Ahora la ciudad subía colina arriba, empeñada, como una hiedra de mortero que quería engullirlo todo: la glorieta, el banco, aquel reducto frágil de silencio compartido con la chica, que seguía inmóvil en el otro extremo, mirando las azoteas, hasta que, con un gesto rápido e inconsciente, se recogió un flojo.
Y entonces le reconoció. Era el mismo gesto. Lo mismo que ella hacía.
Un escalofrío le subió por las pantorrillas, lento y preciso, como si algo se hubiera desencajado en su interior. Sin saberlo, la chica le abría ventanas a la memoria, y ella, sin resistirse, las dejaba abiertas.
Luego paró de llover y, durante días, el cielo se mantuvo seco; pero ella iba igualmente, expectante, con un nudo en la garganta. El parque se llenaba de luz y de voces, de perros y de corredores absortos que la esquivaban sin mirarla, mientras la glorieta permanecía vacía, y ese vacío, tan nítido, le caía encima con todo el peso. Se sentaba en el banco e intentaba reconstruir a la chica con detalles mínimos —la posición de los pies, la inclinación de la cabeza—, pero todo perdía contorno, como si, sin ese velo lluvioso, la realidad se deshilachara.

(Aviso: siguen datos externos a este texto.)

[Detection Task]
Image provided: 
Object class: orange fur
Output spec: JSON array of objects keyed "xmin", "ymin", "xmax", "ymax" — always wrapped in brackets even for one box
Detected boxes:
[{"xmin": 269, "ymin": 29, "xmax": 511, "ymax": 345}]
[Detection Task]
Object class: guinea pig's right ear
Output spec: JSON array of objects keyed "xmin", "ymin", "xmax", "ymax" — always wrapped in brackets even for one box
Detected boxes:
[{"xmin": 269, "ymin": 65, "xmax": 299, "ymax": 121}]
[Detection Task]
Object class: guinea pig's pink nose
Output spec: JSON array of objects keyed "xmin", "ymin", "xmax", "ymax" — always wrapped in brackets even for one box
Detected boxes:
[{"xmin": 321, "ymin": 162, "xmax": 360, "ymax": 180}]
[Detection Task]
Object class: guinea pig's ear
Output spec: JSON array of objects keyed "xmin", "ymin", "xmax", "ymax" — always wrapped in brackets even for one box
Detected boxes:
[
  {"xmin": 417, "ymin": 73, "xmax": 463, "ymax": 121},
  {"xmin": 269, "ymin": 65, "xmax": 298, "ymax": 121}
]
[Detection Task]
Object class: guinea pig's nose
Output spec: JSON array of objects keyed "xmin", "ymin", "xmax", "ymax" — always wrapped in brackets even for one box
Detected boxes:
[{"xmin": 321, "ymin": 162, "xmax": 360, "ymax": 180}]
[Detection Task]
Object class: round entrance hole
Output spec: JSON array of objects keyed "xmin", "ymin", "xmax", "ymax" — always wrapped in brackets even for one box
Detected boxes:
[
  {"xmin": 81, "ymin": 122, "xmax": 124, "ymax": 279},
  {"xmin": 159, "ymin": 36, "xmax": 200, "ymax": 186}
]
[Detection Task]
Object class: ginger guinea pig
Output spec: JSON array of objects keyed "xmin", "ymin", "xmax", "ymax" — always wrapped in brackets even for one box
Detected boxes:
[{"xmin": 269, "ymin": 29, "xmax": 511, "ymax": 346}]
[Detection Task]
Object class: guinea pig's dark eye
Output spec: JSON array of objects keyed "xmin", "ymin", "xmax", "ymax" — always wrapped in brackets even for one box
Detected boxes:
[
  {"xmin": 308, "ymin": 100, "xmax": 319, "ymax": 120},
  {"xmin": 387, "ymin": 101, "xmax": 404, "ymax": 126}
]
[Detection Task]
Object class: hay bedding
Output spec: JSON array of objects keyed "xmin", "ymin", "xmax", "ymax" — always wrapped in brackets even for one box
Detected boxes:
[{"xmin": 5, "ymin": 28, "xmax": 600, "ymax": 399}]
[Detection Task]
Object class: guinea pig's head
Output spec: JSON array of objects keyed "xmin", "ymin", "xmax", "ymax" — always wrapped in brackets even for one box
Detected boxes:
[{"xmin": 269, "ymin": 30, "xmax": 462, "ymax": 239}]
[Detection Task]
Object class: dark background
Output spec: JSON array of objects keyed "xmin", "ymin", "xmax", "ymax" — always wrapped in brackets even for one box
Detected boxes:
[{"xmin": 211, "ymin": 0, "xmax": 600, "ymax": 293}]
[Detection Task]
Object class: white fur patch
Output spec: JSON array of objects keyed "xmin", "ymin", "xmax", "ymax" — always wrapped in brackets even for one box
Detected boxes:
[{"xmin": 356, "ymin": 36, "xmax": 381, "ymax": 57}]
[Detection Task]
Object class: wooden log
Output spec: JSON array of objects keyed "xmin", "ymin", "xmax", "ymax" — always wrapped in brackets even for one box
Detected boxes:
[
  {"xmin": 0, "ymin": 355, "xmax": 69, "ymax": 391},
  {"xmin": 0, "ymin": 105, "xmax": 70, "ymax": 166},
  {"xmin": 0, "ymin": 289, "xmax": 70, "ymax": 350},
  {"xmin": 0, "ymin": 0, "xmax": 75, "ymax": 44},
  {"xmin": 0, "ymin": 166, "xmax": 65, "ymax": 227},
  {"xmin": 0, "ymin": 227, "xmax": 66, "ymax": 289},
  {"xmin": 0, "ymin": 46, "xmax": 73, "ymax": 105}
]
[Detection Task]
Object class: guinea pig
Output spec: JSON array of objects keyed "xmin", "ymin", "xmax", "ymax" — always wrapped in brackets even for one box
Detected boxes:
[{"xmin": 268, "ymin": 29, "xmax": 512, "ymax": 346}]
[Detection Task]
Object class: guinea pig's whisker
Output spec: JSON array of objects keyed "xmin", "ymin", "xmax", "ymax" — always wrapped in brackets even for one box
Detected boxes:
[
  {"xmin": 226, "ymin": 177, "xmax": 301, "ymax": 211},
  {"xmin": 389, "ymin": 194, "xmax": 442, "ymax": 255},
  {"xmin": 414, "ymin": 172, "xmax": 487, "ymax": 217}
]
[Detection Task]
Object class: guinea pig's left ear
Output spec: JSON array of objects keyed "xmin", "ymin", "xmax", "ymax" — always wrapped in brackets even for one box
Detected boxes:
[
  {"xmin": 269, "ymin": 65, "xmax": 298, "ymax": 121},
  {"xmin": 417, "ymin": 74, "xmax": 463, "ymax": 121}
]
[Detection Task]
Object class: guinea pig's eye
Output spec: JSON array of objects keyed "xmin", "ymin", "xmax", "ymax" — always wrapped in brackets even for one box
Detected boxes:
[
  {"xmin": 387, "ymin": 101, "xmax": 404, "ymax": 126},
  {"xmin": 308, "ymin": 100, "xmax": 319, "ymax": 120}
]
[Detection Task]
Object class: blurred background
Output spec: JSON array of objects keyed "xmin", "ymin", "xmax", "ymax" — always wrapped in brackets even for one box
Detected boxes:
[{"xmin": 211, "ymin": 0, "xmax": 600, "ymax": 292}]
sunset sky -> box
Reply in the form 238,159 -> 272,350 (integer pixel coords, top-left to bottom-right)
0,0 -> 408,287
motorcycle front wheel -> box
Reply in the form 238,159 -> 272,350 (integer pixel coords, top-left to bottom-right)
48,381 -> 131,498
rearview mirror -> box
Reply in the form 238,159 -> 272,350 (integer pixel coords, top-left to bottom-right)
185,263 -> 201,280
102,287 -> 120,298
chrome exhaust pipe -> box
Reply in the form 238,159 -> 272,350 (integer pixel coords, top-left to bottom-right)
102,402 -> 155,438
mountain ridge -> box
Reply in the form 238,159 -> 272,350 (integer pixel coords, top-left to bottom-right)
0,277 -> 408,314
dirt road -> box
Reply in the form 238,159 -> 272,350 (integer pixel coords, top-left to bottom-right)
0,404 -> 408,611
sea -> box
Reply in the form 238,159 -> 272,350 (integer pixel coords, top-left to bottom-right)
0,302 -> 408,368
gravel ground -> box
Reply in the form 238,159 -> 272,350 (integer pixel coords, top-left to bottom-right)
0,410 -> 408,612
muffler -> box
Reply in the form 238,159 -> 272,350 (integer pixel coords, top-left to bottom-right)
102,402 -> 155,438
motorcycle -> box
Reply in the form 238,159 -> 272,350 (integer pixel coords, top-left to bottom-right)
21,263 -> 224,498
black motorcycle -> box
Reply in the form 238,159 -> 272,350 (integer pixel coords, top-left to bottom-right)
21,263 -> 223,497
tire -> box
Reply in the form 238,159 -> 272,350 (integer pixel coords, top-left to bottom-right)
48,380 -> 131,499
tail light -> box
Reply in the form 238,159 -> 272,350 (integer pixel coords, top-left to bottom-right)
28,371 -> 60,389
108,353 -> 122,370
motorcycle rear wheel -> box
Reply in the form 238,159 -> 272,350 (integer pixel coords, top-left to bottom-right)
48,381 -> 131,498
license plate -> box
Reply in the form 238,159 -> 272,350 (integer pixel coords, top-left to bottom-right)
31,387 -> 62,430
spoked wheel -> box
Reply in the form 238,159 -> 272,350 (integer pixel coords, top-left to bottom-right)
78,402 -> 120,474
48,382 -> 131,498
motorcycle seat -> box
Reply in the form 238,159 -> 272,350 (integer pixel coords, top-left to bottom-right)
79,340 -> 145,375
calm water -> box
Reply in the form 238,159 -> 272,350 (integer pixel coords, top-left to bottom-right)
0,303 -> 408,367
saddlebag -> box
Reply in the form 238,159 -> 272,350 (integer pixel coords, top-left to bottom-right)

Hasta que un día dejó de ir.
Cuando la llovizna volvió, la sorprendió en casa; detrás de la ventana, la cortina difuminaba las calles y las empujaba hacia una melancolía suave que le resultó imposible ignorar. Sin pensárselo, cogió el abrigo, la bolsa de piel, el paraguas de París, y subió hasta el parque. Se sentó en el banco y esperó. Pero la chica no apareció.
Y, sin embargo, el banco no estaba vacío.
Cerró los ojos y la ciudad se replegó, todavía lejos de la montaña, con las azoteas y el mar protegiéndola, mientras el parque recuperaba una amplitud antigua, casi intacta. Volvían las correderas con las primas, la carcajada rompiendo el gris, los zapatos llenos de barro, las bufandas deshechas, las faldas voleando al compás del juego.
Se apartó un mechón de pelo detrás de la oreja.
Cuando abrió los ojos, la llovizna lo había disuelto todo, o quizás lo había vuelto a su sitio. Y lo entendió, sin esfuerzo, con una calma nueva: la chica nunca se había ido. Siempre había estado allí. En su interior. La ciudad seguía encaramada a la colina. Y ella también.